TECH TALK: Bill Magee explains why everyone in an organisation needs to know the cyber rules
The business world’s apparent inability to be cyber-canny is at the crux of some rather unsettling online security words of warning winging their way to me from across the Pond. They arrive as the global marketplace is put on high alert following a new wave of data breaches found to be specifically targeting vital commercial supply chains.
The latest such breach involves Mercari, an “eBay” style e-commerce platform recently expanding operations into the UK and USA from its Japanese base, where it is heralded as the country’s first unicorn. The company confirmed tens of thousands of customer records, including financial data, have been exposed.
What’s become known as the “Codeecov supply-chain attack” acquires an organisation’s authentication credentials/source code to access private repositories.
Mercari says it’s since strengthened its cyber defences. A familiar tale of too little too late?
Former FBI supervisory senior agent Edward P Gibson bemoans a persistent failure to follow basic safety rules via the internet.

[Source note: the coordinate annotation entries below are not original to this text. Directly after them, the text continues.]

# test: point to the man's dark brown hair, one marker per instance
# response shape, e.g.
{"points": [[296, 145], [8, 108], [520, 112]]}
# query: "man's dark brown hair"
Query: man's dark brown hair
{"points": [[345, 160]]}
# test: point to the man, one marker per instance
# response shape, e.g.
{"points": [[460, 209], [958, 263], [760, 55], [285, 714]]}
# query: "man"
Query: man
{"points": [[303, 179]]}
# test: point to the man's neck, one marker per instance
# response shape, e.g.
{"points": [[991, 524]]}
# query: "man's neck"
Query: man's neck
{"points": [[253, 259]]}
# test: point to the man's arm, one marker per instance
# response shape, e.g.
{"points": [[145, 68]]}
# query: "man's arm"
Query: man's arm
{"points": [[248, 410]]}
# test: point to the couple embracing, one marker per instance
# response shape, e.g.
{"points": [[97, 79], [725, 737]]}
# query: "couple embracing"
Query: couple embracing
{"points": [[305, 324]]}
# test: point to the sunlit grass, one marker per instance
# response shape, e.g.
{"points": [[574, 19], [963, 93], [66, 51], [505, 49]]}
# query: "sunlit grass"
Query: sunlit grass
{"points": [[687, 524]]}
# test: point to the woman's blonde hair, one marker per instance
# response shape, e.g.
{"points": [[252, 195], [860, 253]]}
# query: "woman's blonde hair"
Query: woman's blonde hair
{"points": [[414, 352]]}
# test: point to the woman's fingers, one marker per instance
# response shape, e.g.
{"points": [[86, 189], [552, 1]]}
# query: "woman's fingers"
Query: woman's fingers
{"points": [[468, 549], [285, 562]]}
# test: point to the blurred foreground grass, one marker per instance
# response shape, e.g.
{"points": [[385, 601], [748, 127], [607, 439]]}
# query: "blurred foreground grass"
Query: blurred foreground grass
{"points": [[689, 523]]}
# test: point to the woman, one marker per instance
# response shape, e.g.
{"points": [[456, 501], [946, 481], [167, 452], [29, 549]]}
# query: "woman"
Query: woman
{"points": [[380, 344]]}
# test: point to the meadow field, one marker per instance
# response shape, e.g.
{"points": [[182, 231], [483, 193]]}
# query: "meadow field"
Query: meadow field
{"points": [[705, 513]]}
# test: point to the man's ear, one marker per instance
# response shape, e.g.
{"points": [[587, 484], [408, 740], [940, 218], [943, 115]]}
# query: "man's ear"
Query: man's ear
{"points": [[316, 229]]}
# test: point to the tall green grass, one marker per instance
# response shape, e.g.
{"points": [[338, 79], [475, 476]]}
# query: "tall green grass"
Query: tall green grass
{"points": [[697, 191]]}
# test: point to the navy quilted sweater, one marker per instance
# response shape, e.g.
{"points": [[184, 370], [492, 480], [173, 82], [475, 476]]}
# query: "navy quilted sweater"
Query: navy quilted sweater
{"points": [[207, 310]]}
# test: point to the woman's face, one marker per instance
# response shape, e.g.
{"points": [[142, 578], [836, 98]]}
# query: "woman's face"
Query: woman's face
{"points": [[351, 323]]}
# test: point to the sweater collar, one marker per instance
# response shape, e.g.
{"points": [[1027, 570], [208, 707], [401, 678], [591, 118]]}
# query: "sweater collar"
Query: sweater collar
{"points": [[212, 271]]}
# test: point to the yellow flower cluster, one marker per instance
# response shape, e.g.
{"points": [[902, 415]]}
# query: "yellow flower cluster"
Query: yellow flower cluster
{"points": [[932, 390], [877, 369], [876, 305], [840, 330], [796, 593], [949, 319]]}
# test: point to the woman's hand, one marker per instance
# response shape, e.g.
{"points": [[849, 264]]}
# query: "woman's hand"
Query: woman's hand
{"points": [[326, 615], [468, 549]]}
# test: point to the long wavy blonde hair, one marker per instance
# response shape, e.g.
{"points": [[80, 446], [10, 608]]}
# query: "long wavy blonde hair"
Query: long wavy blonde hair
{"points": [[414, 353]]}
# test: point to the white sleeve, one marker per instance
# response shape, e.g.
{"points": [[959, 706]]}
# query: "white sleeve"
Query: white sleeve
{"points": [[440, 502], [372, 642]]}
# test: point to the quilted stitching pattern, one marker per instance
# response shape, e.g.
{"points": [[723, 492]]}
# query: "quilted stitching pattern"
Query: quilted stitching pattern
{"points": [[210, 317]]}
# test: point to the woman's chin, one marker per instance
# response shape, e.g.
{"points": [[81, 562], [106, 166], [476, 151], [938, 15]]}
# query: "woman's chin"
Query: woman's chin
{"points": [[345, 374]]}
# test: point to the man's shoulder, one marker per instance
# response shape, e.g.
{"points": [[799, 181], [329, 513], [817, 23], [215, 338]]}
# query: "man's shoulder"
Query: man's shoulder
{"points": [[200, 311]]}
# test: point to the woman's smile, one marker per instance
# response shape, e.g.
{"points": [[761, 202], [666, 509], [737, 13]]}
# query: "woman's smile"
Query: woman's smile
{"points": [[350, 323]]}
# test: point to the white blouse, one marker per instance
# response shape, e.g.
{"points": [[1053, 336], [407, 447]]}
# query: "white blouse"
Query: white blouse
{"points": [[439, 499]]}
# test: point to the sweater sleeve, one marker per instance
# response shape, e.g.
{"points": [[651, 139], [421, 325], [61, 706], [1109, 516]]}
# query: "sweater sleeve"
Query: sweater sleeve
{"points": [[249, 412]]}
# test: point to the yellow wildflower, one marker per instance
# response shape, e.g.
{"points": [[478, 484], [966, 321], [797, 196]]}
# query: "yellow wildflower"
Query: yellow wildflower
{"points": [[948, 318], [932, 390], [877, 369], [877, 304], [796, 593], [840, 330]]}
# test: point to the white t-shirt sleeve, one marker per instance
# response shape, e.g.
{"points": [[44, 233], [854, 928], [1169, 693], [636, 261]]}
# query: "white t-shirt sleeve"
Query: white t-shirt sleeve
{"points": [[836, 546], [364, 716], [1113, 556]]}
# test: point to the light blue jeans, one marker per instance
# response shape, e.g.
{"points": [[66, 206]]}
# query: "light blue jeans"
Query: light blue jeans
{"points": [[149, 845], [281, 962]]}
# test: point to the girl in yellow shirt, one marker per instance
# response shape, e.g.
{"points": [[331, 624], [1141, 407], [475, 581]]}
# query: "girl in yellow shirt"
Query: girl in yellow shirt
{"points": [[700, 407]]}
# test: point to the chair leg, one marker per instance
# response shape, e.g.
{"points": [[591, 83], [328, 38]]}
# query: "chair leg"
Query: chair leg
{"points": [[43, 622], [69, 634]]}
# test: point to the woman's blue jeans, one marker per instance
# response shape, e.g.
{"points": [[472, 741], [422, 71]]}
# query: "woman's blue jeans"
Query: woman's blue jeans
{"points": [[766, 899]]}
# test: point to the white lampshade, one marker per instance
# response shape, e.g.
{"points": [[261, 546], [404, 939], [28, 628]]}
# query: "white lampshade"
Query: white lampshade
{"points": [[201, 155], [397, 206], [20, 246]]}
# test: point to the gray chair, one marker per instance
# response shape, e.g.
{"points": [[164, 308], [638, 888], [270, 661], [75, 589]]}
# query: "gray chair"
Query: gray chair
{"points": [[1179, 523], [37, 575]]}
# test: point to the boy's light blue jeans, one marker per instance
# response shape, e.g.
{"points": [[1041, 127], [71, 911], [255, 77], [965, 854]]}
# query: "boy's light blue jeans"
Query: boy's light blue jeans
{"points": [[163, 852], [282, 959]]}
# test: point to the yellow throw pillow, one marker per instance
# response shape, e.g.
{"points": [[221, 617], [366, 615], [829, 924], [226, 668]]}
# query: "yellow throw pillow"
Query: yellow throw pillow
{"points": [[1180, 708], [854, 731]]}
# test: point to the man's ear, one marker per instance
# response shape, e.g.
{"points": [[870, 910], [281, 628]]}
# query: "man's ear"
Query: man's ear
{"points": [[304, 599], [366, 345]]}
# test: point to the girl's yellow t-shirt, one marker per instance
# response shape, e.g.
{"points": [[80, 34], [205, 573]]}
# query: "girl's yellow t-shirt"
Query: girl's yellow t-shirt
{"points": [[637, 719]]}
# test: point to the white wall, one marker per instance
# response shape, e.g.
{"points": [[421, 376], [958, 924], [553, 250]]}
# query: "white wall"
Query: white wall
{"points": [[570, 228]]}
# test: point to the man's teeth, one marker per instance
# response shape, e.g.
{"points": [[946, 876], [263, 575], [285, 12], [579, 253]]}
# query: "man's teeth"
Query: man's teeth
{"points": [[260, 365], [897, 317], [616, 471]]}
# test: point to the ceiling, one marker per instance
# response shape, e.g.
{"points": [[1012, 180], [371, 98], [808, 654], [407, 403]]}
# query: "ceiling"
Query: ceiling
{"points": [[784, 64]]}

Holyrood business conferencing gatherings know this online security pioneer from his Microsoft days when he was chief security adviser.
“Ed the Fed” would don G-man style dark glasses to dramatically press home a challenge to audiences to be cyber-smart. He now fulfils a similar chief security advisory role for Secured Communications (without the shades).
From Washington DC Ed told me that until we do act, we will never stop being a fertile platform for an ever-growing deluge of unauthorised intrusions and theft of our confidential data.
Ed asks: “How confident are you that your video meetings, files, messages and calls are truly private?”
Even “ironclad encryption” won’t save us if we don’t follow certain rules which, if adopted, would make it eminently more difficult for scammers and hackers to succeed in their seemingly endless and largely unchallenged cybercriminality. Mr G knows what he’s talking about. He’s also a national security risk analyst and anti-money laundering specialist.
High-profile hacks and data breaches continue to provide rich pickings through huge ransomware demands and levies. Now, cybercriminals are lowering their sights by taking advantage of unease caused by the pandemic, to increasingly take aim at smaller businesses, hospitals, colleges, schools even charities. Especially when it involves employees engaged in hybrid working that’s accelerated during Covid-19.
Top of Ed’s list of what should be simple every day precautions: avoid allowing the use of social media platforms and require your employees use systems you approve of; keep everything in one application; each time a user switches apps there’s an opportunity for data to be left behind or re-routed; so keep things simple as not all your employees will be tech experts.
Newly-launched UK Cyber Security Association emphasises it’s crucial to have business continuity/business reliance plans including data back-ups in situ along with being prepared for when you are hit and how to respond to an attack – and have essential cybercrime insurance.
UKCSA’s founder CEO Lisa Ventura points out that cyber attacks are being performed “every second of every day,” and an organisation should review its current cyber defences and continue to have them tested by professionals.
A company’s greatest asset – its employees – can, at times, be a liability, as a big percentage of data breaches come from human error. It’s all well and good having strong security practices at your business, but they will only work effectively if everyone’s working on the same page.
So, invest in correct workforce training. Act swiftly in reporting a breach to avoid a potentially compromising situation and keep data safe. Not only should staff should remain alert but an entire organisation.
Extensive safety measures may be adopted in a company’s main office but it’s worth checking if such measures are being safely extended by staff working from home, “on the road”, or at other locations, as they won’t automatically extend outside. Also check if personal laptops are secure.
Global payments security industry specialist Neira Jones reports the Financial Conduct Authority is sending 4,430 employees on compulsory cybercrime and data security courses.
So surely it follows: to stay commercially cybersafe, we should make online security training mandatory and for all staff. Irrespective of grade or seniority.